I am ecstatic that it is a long weekend for me and for the first time in what seems like about 6 months I have nothing to run around and do. Well there are always offers to go places and do things, but after an exhausting few months and weeks I am dedicating this weekend to ME. That does not mean I will be sitting around pampering myself. It means I can finally get the things done that I have planned for so long. First will be renovating my bathroom....somehow as a first time house owner this seems fun.
Even so I will certainly leave room for some fun things like pumpkin carving, cooking, and doing whatever it is I feel like. It also means that I may get around to blogging a few more recipes and about the stages of the Alps hike that have yet to be posted over at uberfit. One recipe I have wanted to post was a recipe I made last Sunday. It seemed perfect for the rainy fall day we had. Not to mention it was great to be able to eat the very bowl the food was served in.
This dish can be rustic or elegant looking depending on how you want to dress it up. But one thing is for sure the nostril opening aroma of the baking sausage, the feeling of the fresh corn kernels as they burst in your mouth and the smooth warm goat cheese melting on your tongue will keep you eating more portions then you probably should. Not only is this dish appetizing, the bright colors of the peppers (reds, yellows, oranges) are appeasing to the eye. I love to eat these as a meal, but you could easily serve them as a side dish. As a side I’d tend to go more of the vegetarian route.
Spicy Sausage Stuffed Peppers
3 large bell peppers (red, yellow or orange), halved and seeded
2 T olive oil
2 spicy italian sausages
5 garlic cloves, miniced
1 medium onion, diced
1 cup corn kernels
2 cups cooked rice
chipotle powder
1 tsp cumin
1 tsp paprila
ground pepper
goat cheese
spicy salsa
In a large pan cook the sausages over med high heat until browned. Remove and let cool (enough to be able to touch and crumble sausage up into small pieces). Add them back to the pan with a bit of olive oil and add the garlic, onion, corn and heat.

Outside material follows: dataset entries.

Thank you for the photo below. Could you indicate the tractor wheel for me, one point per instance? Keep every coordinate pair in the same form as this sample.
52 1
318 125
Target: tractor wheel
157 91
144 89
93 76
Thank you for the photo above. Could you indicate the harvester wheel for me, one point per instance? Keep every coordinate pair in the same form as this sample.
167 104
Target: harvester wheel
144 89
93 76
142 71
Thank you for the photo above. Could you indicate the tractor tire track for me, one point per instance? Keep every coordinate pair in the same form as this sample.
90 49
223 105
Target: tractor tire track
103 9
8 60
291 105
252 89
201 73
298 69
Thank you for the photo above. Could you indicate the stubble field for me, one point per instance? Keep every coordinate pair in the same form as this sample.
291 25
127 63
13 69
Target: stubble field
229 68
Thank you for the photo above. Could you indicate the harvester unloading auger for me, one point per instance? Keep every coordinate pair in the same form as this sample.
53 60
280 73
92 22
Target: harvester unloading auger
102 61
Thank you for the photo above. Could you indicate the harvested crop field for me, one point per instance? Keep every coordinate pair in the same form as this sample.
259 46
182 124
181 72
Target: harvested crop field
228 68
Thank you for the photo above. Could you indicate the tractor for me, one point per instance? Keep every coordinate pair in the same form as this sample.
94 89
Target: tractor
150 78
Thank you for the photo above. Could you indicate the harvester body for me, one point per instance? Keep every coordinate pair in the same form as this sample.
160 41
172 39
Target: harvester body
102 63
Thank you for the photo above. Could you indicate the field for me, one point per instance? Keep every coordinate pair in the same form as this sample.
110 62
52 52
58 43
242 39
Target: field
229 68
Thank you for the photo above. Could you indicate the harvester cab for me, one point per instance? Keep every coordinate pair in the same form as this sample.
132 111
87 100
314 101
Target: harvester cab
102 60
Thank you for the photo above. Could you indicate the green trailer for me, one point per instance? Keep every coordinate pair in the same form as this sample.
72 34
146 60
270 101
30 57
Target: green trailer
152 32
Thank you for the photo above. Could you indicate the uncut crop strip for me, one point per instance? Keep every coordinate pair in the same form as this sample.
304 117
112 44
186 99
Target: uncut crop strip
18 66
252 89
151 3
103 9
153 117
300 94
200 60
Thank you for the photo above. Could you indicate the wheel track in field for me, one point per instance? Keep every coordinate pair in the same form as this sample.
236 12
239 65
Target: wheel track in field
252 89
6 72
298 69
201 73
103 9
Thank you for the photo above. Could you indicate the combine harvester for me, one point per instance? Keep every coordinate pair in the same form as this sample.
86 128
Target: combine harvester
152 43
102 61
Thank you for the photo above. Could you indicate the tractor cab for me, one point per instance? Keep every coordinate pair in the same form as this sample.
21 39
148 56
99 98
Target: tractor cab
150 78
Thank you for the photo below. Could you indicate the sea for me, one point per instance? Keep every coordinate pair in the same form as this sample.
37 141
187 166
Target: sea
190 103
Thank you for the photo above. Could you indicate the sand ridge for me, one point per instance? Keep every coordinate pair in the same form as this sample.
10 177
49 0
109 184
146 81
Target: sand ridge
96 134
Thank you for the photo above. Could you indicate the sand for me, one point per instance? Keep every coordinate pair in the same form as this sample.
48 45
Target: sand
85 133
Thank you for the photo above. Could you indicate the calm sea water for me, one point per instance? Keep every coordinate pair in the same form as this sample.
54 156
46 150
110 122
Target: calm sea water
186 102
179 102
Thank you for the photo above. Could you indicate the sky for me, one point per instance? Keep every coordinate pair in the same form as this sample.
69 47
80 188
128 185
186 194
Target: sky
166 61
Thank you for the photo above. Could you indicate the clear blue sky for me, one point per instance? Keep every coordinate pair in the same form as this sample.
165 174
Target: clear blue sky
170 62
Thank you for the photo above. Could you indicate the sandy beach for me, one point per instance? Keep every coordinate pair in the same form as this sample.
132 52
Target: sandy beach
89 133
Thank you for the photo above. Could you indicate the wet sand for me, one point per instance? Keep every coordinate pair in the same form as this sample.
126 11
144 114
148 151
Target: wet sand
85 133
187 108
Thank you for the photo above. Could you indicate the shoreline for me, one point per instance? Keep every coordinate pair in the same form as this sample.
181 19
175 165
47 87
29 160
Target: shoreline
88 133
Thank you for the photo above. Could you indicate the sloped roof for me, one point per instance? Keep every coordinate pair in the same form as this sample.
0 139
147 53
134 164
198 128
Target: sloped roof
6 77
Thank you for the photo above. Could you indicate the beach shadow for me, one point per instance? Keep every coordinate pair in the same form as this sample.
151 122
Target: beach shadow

Add the cooked rice and mix. Add the spices and adjust flavors to your liking.
Now spoon mixture into the halved peppers and pressing mixture in to get as much in as possible.
Place peppers in a baking dish with about 1" water at the bottom. Cover the dish with tin foil and place in a preheated oven at 375F. Bake for 35 to 4o min. The peppers should be tender to a fork when pierced.
Serve with goat cheese and salsa. The goat cheese will melt into the mixture adding so much flavor. You can also choose to bake it with the goat cheese and salsa already on it, however I like to add mine at the end.